For Immediate Release
Tuesday April 25, 2017

Contact: Zenen Jaimes Perez, Communications Director
Phone: 512.474.5073 ext. 116
Email: zenen@texascivilrightsproject.org

STATEMENT: Federal judge blocks Trump’s harmful executive order on “sanctuary cities”
Decision adds pressure to state leaders to end witch-hunt of Texas cities pursuing policies that benefit their immigrant residents

Austin, TX –  Today, U.S. District Judge William H. Orrick temporarily barred enforcement of President Donald Trump’s executive order withholding funds from so-called “sanctuary cities” that fail to comply with federal immigration mandates.

In his decision, the judge found that San Francisco and Santa Clara counties in California have demonstrated they will suffer irreparable harm if the order is allowed to proceed and granted a nationwide preliminary injunction.

The decision comes as communities across Texas suffer from the political ball game that separates families and paralyzes immigrant communities with fear. Austin has already lost $1.5 million in state grants and faced aggressive immigration enforcement operations as retribution for a recent policy to end entanglement of local police with federal immigration agents. With partners at the Mexican-American Legal Defense and Education Fund and the Workers’ Defense Project, Texas Civil Rights Project is demanding additional information about the February ICE raids through a Freedom of Information Act (FOIA) request.

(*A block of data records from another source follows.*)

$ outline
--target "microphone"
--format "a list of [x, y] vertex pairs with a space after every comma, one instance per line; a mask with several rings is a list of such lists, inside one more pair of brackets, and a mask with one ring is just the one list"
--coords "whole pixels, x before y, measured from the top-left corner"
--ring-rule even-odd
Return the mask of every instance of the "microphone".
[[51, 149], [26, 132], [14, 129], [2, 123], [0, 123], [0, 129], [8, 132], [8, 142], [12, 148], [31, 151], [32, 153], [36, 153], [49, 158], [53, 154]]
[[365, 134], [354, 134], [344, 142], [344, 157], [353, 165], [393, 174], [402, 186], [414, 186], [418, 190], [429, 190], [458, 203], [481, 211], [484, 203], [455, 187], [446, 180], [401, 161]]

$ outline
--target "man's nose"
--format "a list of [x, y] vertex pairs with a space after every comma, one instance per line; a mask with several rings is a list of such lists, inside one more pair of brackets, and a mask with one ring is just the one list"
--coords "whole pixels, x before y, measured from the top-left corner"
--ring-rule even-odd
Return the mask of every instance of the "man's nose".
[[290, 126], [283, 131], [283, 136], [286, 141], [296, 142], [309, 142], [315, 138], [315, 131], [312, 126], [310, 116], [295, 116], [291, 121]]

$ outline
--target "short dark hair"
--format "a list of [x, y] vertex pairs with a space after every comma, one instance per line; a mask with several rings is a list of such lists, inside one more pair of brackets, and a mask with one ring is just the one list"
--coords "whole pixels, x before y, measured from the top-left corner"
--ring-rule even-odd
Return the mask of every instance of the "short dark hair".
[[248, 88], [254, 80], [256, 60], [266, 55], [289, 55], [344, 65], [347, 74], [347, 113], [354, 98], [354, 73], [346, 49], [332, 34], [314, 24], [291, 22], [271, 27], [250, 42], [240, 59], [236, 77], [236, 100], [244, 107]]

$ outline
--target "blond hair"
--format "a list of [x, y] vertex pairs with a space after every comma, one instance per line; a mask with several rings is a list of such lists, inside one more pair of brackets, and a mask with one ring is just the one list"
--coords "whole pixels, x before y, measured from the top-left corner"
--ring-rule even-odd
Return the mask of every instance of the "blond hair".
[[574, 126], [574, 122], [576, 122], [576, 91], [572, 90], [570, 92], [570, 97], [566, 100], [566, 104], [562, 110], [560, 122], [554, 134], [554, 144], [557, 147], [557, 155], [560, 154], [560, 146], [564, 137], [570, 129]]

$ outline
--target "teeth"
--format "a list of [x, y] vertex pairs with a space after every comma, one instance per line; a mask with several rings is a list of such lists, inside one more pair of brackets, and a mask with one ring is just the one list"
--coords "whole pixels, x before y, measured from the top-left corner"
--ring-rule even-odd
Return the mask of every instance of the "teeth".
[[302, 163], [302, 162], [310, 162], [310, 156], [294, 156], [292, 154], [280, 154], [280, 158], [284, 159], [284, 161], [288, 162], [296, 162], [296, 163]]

Efrén Olivares, Racial and Economic Justice Director at the Texas Civil Rights Project, said:

“Once again, a federal judge has blocked a destructive executive order from this administration that would have irreparably harmed cities and immigrant communities across Texas.

In less than 100 days, the administration has pursued heavy-handed and harmful immigration policies that threaten the safety of Texas communities. From the attacks on our cities to the proposed border wall, we will continue fighting, in and out of the courts, to protect immigrants in our state.”


The Texas Civil Rights Project uses legal advocacy to empower Texas communities and create policy change. In its twenty-five year history, TCRP has brought thousands of strategic lawsuits, defending voting rights, fighting institutional discrimination, and reforming systems of criminal justice. Today — with dozens of high-caliber attorneys and professionals in Austin, Dallas, El Paso, Houston and the Rio Grande Valley, and an extensive network of pro bono counsel and community allies — TCRP is among the most influential civil rights organizations in the Lone Star State.